MY big mistake was being too innovative. That might sound odd, but what I mean is that you can be so intrigued by technology that it becomes all-consuming - especially if you are from a science background. What you might miss is that customers are not so interested in it as they are in their own problems.

FI Group started as part of the emancipation of women that was going on in the Sixties. The 'distributed office' techniques we were pioneering then were aimed at women who wanted to be able to pursue active careers at the same time as bringing up children. We were trying to take work to where the people were - particularly women.

From that start we became a company with a particular style. In the 1970s and '80s we established trusts on behalf of our staff, and in November 1991 we sold a controlling interest to the employees. Because the shares held by the workforce carry double the voting power of others, we have a truly empowered organisation.

The company, which now employs 1,000 and has annual turnover of pounds 30m, was also innovative in its organisational structure. For example, we were a pioneer of what is now known as outsourcing - the idea that a company needs only a core of managers, and that the workforce does not have to be directly employed. This meant that labour could be a variable cost; we could have indirect labour and attract skills in order to add value in ways other organisations could not. And there were innovations in computer science, administration, design, sales and marketing.

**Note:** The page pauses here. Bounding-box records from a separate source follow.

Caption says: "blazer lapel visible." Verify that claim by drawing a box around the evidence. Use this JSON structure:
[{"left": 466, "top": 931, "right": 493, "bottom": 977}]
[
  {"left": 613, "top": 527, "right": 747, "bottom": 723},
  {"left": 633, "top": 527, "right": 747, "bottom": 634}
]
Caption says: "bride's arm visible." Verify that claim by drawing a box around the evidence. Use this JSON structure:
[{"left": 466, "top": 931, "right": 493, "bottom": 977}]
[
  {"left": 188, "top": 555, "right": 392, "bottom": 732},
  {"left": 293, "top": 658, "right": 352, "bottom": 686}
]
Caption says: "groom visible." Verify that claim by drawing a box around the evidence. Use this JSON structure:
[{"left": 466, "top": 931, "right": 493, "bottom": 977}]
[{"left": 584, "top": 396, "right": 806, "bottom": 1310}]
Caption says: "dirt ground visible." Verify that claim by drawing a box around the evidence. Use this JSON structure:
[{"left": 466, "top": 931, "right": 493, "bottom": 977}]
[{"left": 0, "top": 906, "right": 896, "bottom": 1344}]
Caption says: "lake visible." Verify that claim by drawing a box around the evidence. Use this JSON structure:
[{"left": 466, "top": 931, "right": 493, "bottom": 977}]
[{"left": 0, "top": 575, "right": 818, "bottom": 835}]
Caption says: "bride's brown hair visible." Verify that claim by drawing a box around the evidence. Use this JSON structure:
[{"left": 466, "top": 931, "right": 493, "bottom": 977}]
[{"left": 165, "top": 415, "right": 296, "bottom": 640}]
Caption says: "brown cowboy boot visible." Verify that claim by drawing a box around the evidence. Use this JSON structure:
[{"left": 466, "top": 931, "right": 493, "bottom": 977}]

Because I did not have any training (I left school at 18), nobody told me that there were things you could not do. Sometimes I think ignorance can be quite a management strength. I built up the company after starting out with just pounds 6 in capital, and it has been very successful.

But it would have been easier if we were not ahead of our time. That was a mistake. The idea of the distributed office, based on telecommunications, is only really coming of age today. Thirty years after we started, it is still considered newsworthy that computers and telecommunications are as important to Britain's future as were the resources of the past, such as iron, steel and coal.

I have just spent the past year as master of the Worshipful Company of Information Technologists, the 100th City livery company, and believe IT is key to the future of London. In an effort to deliver a clear message that telecentres are part of modern working, there will be one on our float in the Lord Mayor's Show on 13 November.

Innovation is going to be vital, and it is not just something for universities. But to innovate too far ahead of the market is difficult - and it can be expensive to try to change market attitudes.

FI Group was viewed as a social phenomenon. Its unique culture delivers exceptional value and long-term commitment, which gave us visibility. People knew us for the way in which we operated, rather than what we did.

The lesson is that sometimes you have to make a leap, but most of the time you have to move steadily and steadfastly to serve your customers. It is a balance between the excitement that the scientific discipline gives you, and the pragmatic approach of business.